Abstract

HIV infection is associated with an atherogenic lipoprotein profile, and ritonavir-boosted protease inhibitors exacerbate this phenotype. We evaluated the effect of 45 days of rosuvastatin versus pravastatin on the low-density lipoprotein (LDL) size and the distribution of LDL subfractions in HIV-1 patients receiving boosted protease inhibitors with elevated LDL levels. Substudy of the randomized double-blind multicentre ANRS 126 VIHstatine trial. Twenty clinical centres in France. HIV-infected patients receiving boosted protease inhibitors with dyslipidaemia (LDL cholesterol > 4.1 mmol/l and triglycerides < 8.8 mmol/l). Rosuvastatin 10 mg/day (n = 39) or pravastatin 40 mg/day (n = 37) for 45 days. LDL size and distribution of LDL subfractions blindly assessed by gradient gel electrophoresis at baseline and at day 45. Rosuvastatin was more effective than pravastatin in increasing the diameter of the LDL peak.
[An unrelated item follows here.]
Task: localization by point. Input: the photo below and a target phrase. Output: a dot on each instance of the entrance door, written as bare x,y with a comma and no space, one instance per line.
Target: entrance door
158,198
The LDL diameter change was 0.33 ± 0.59 nm in the rosuvastatin group versus -0.01 ± 0.52 nm in the pravastatin group (P = 0.021). Rosuvastatin was also more effective in increasing significantly the percentage of large LDL (LDL1, P = 0.038; LDL2, P = 0.031) and in decreasing the percentage of small LDL (LDL3, P = 0.009). Rosuvastatin was more effective than pravastatin in normalizing LDL size and LDL subfraction distributions, leading to a less atherogenic phenotype.